The six of us gathered our belongings, left Neufmoutiers in less than an hour, and drove away as a flock of starlings arced their wings against a golden-purple morning over the village rooftops.
It had happened so quickly. We would work at the front after all. The women surgeons had always wanted to use their skills in the war theater to help soldiers, but, turned away by the American military, they had eagerly accepted helping villagers instead. Now they would do both, and I was to be a part of it.
I found it a little surprising that our leader and the person who had made everything happen so far chose to let others go. But I’d seen Dr. Logan defer to Beryl before, and one always had the sense around Dr. Log
an that she didn’t seek personal glory, that instead, some kind of faith guided her. I often bore witness to her selflessness.
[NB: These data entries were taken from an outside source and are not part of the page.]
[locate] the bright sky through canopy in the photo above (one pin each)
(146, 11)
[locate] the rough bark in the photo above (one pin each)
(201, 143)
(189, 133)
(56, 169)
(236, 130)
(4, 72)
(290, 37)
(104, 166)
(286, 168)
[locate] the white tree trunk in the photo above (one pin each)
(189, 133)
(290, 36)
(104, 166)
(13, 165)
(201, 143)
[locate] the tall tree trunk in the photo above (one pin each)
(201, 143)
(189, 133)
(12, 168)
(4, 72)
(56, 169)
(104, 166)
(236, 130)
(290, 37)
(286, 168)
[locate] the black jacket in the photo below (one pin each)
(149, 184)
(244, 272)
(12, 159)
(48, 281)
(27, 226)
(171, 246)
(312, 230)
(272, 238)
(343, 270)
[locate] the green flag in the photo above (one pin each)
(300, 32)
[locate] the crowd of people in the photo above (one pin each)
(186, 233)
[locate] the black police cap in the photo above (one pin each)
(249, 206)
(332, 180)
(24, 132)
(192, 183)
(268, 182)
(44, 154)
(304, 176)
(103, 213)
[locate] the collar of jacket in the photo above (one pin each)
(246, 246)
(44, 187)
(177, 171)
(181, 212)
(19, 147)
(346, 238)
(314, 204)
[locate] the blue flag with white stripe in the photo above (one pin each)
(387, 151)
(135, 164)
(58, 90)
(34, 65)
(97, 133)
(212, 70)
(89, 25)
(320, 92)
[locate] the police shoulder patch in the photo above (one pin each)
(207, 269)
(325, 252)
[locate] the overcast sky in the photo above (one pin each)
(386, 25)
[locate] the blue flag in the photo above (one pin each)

Dr. Logan had probably chosen Dr. Rayne because of Beryl’s sense of mission and air of self-assurance tempered by kindness. Probably Dr. Logan also knew that Beryl could lead our little team as needed. I supposed Dr. Logan had chosen Dr. Kitchens because our shy young doctor could speak some French, or else Dr. Logan wanted to boost the confidence of the most modest doctor on our team.
In the lead today, I had the job because, if need be, I could ask for directions and gasoline in the language of the land. Beryl and Nurse Helton rode with me while the other team joined Cass in her ambulance behind us.
With utmost care, I proceeded, following the directions given to me in the village. I’d studied them quickly as best I could before we left, but road markers were often missing and landmarks didn’t appear where I thought they would. Conveying precious cargo, I couldn’t allow myself to make any mistakes.
Beryl sat in the front with me. She focused straight ahead, as though weighty thoughts had filled and stilled her.
Despite the rough living conditions in the château, Beryl appeared to have bathed and washed her hair. Her silver-blond waves were combed away from her face and still damp. Her uniform couldn’t have been laundered yet, but it looked clean and pressed compared to mine. Her oval wire eyeglasses gleamed spotlessly. Maybe she’d always kept herself immaculate or maybe Dr. Logan had rubbed off on her. I’d put my hair up in a tucked bun and brushed my uniform, but it still looked dull due to the dust.
Sitting in the back, Nurse Helton, a trim-waisted, pale brunette who viewed the world through straightforward, intelligent eyes, rarely engaged in conversation. In silence she peered out of a determined face with wary anticipation but never opened up to or shared herself with others. She and Cass could’ve had a silent friendship.